Jeremy Hobson: Many investors can’t buy debt unless it’s been rated by one of the big three agencies: S&P, Moody’s and Fitch.

Gary Pollack’s managing director at Deutsche Bank Private Wealth Management. He takes ratings into account, but says he’d never buy debt based solely on what the agencies say.

GARY POLLACK: It’s nice to know what they think, but I think investors should make their own decision with respect to any investment that they make and not rely solely on a rating.

Investors learned that the hard way a couple years ago, when those complex triple-A rated mortgage-backed securities turned out to be junk. But it looks like that hasn’t affected investors faith in the agencies when it comes to the majority of debt.

LAWRENCE WHITE: They still do have credibility, especially on the plain vanilla debt.

Lawrence White is a professor of Economics at NYU’s Stern School of Business.

WHITE: The straight corporate debt, the municipal bonds, the state bonds of these kinds.

The stuff that’s easier to understand, in other words. But critics have long argued the system is broken. They point out that the rating agencies are paid by the very people who are selling the debt that’s being rated. White pushes back.
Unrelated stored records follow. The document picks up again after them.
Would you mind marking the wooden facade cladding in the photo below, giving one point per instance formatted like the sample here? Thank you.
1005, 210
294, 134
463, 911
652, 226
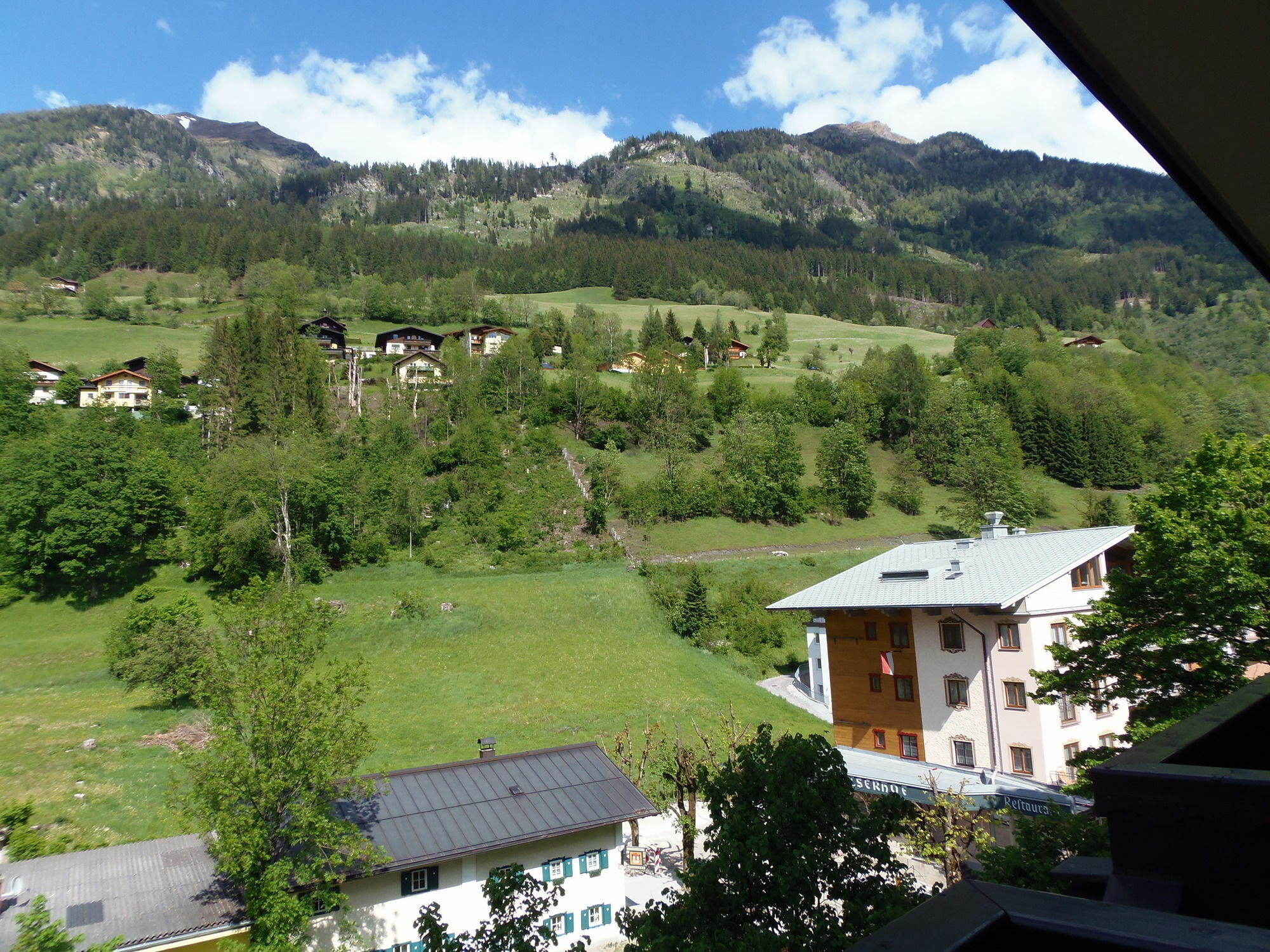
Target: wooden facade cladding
858, 711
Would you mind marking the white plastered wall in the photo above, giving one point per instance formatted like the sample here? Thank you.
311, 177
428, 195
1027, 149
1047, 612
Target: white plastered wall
384, 917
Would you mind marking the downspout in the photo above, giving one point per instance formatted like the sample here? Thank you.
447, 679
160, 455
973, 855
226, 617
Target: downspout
989, 680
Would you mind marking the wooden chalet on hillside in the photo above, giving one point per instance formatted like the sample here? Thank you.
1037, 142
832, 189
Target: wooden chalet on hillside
418, 367
68, 285
403, 341
44, 378
124, 388
485, 340
444, 830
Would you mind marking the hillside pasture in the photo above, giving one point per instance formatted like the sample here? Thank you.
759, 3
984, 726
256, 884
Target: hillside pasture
805, 329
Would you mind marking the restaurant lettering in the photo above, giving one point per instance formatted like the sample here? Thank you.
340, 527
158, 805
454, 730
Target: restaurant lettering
1027, 807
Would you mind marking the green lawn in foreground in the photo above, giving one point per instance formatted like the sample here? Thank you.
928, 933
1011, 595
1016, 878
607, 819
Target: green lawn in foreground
806, 329
723, 534
537, 661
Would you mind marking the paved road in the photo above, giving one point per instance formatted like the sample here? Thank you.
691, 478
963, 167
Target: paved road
783, 686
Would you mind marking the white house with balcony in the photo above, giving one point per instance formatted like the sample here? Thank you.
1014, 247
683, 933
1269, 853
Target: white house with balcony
445, 828
924, 654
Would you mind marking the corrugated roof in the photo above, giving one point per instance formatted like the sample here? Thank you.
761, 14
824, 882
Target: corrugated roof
167, 888
996, 572
147, 890
450, 810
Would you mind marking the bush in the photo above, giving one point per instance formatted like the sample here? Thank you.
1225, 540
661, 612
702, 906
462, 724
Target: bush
17, 813
413, 606
8, 596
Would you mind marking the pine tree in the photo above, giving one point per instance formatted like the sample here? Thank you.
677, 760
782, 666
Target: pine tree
694, 611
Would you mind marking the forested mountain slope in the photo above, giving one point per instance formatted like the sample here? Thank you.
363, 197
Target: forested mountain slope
831, 223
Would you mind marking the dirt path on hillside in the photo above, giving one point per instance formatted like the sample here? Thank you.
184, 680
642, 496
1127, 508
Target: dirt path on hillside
712, 555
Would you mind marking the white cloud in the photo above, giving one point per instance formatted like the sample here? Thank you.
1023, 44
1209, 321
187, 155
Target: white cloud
1023, 98
794, 63
157, 109
688, 128
53, 100
401, 110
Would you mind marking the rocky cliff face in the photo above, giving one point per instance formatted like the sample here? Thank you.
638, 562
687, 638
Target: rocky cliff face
252, 135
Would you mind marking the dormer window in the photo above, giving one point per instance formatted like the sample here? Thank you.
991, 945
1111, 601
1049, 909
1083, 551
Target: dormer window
1088, 577
952, 637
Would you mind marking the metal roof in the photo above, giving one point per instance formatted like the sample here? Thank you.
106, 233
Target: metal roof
149, 890
994, 572
873, 772
450, 810
168, 888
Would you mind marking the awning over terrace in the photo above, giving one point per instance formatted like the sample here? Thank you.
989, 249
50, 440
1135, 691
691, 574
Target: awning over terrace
882, 774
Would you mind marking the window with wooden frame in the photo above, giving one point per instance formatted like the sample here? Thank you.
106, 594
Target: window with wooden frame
1008, 637
952, 637
1020, 760
904, 687
909, 746
1088, 577
900, 635
1102, 709
1070, 752
1017, 695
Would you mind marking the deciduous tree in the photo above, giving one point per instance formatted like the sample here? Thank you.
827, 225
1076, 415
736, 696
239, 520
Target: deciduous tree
796, 861
286, 744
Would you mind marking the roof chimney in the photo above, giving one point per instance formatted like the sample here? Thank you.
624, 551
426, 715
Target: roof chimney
995, 529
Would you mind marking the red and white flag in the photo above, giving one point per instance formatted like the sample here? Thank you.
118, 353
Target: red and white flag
888, 663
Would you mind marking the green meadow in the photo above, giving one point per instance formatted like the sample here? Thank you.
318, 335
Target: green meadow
537, 661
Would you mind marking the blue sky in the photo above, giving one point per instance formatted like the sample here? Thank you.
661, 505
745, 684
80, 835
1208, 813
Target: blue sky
398, 82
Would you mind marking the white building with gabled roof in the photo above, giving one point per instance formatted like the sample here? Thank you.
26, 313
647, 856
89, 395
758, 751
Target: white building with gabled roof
925, 653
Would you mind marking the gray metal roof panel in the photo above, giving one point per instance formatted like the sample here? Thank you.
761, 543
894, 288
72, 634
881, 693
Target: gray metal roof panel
148, 890
451, 810
996, 572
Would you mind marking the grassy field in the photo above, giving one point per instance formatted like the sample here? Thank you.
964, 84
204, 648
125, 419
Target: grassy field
806, 329
716, 534
537, 661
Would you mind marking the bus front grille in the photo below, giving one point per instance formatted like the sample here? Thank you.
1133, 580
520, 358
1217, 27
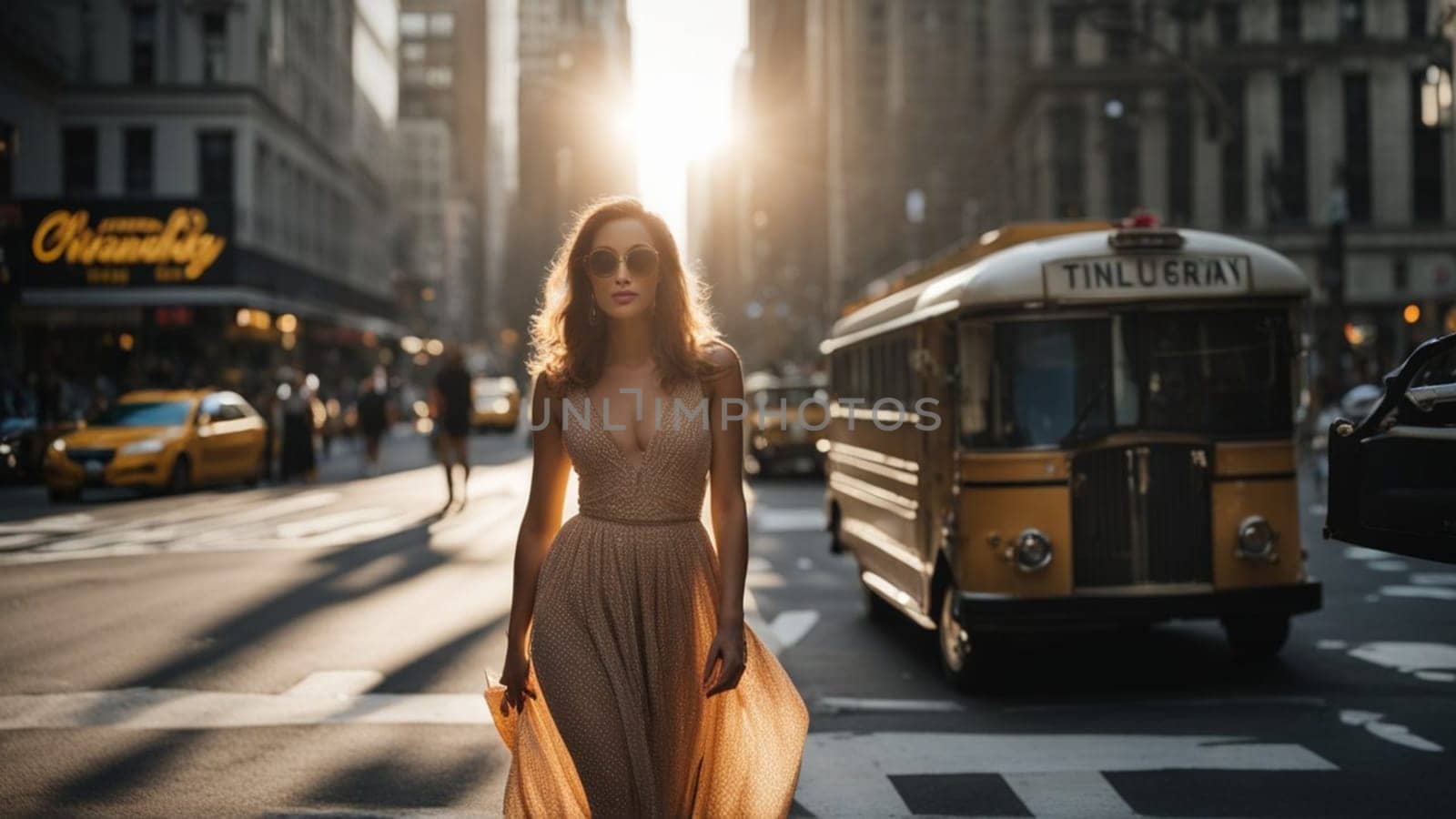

He says for the most part, that model has held up for decades.

WHITE: About the biggest criticism you can levy on the rating agencies with respect to their ratings of these more standard securities is that they are usually slow to do the downgrade.

That’s a charge echoed by bond investors today who say you’d have to be living in Lala land not to know California’s rating deserved to be cut.

In New York, I’m Jeremy Hobson for Marketplace.